To determine AChE-induced Aβ1-42 aggregation, Aβ1-42 (20 μl) ± human recombinant AChE (0.01 u/ml, Sigma C1682) were added to 450 ml of PBS buffer pH 7.4 including 0.15 M NaCl and 20 μM thioflavin T (ThT). The mixture was incubated at 37°C in the absence and presence of the compounds (100 μM) and the fluorescence intensities were determined. Due to the presence of the tested compounds, inhibition of self- or AChE-induced aggregation percent was determined by the following calculation: [100-((IFi/IFo) × 100)] where IFi and IFo are the fluorescence intensities obtained for Aβ ± AChE in the presence and in the absence of inhibitors.

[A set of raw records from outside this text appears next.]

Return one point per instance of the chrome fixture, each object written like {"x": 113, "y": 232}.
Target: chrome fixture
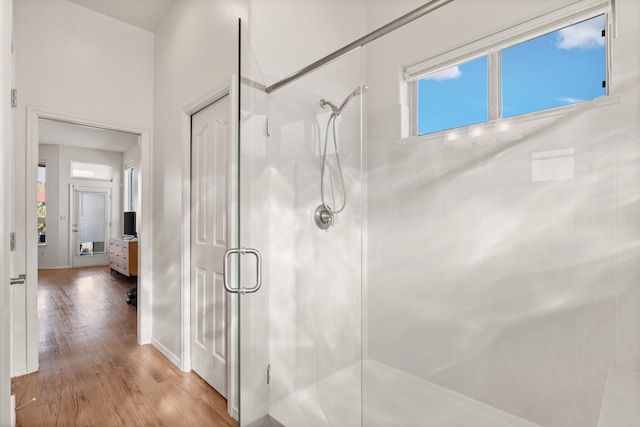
{"x": 226, "y": 269}
{"x": 391, "y": 26}
{"x": 324, "y": 215}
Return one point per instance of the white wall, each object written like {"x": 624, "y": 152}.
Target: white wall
{"x": 195, "y": 51}
{"x": 78, "y": 62}
{"x": 56, "y": 252}
{"x": 516, "y": 293}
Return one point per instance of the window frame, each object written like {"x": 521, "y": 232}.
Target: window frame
{"x": 129, "y": 183}
{"x": 492, "y": 46}
{"x": 42, "y": 219}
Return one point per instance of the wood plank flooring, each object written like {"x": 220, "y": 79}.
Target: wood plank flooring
{"x": 92, "y": 371}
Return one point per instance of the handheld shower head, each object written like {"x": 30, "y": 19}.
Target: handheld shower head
{"x": 357, "y": 91}
{"x": 337, "y": 110}
{"x": 324, "y": 103}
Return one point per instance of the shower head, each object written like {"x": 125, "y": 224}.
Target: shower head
{"x": 357, "y": 91}
{"x": 337, "y": 110}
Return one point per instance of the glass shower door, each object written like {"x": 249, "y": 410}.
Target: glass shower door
{"x": 252, "y": 195}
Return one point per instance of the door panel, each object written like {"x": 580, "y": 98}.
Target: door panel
{"x": 90, "y": 226}
{"x": 209, "y": 241}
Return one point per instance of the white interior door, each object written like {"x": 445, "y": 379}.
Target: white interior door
{"x": 90, "y": 226}
{"x": 209, "y": 241}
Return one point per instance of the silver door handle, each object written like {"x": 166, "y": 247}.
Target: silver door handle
{"x": 18, "y": 280}
{"x": 225, "y": 274}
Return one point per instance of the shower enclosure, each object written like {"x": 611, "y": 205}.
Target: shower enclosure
{"x": 491, "y": 282}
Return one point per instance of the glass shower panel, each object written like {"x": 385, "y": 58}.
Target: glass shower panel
{"x": 252, "y": 193}
{"x": 301, "y": 333}
{"x": 315, "y": 271}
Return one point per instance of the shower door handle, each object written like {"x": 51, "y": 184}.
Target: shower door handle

4.2.4 Cytotoxicity and Neuroprotection Assay Against Aβ1-42-Induced Cytotoxicity in SH-SY5Y Cells

Cell culture chemicals were purchased from Lonza, HyClone, or Thermo Scientific. Human neuroblastoma SH-SY5Y cells were maintained in Dulbecco’s modified Eagle’s medium (DMEM) supplemented with 10% FBS, 1% L-glutamine, and 1% antibiotic mix at 37°C in a humidified atmosphere containing 5% CO2. Cell viability was determined using a thiazolyl blue tetrazolium bromide [3-(4,5-dimethyl-2-thiazolyl)-2,5-diphenyl-2H-tetrazolium bromide] (MTT) assay (Datki et al., 2003). SH-SY5Y cells were seeded into 384-well plates at 3,000 cells per well and treated with novel compounds at a concentration of 1 μM, 3 h prior to the addition of Aβ1–42 (5 μM). After 24 h of incubation, 5 μl of the MTT reagent (5 mg/ml) was added to each well. 40 μl of DMSO was used to dissolve formazan crystals. Absorbance values were measured at 690 and 570 nm using a BMG Omega Fluorostar microplate reader.

4.2.5 Docking Simulations

Molecular docking simulation was conducted using AutoDock 4.2 (Goodsell et al., 1996). The crystal structures of the studied targets, PDBID: 1EVE (Kryger et al., 1999) and 4BDS (Nachon et al., 2013) for AChE and BuChE, were retrieved from the RCSB protein data bank website. The reason for the selection of these codes was their high resolution, 2.50 and 2.10 Å for 1EVE and 4BDS, respectively. The 3D structures of the potent compounds (3f and 3t) were prepared by Chem3D software. The analysis of docking results was performed by the Discovery Studio software. To validate our docking protocol, re-dock simulations were performed. The results showed that the RMSD values were 0.96 and 0.66 for AChE and BuChE targets, respectively, which confirmed the accuracy of the docking protocol.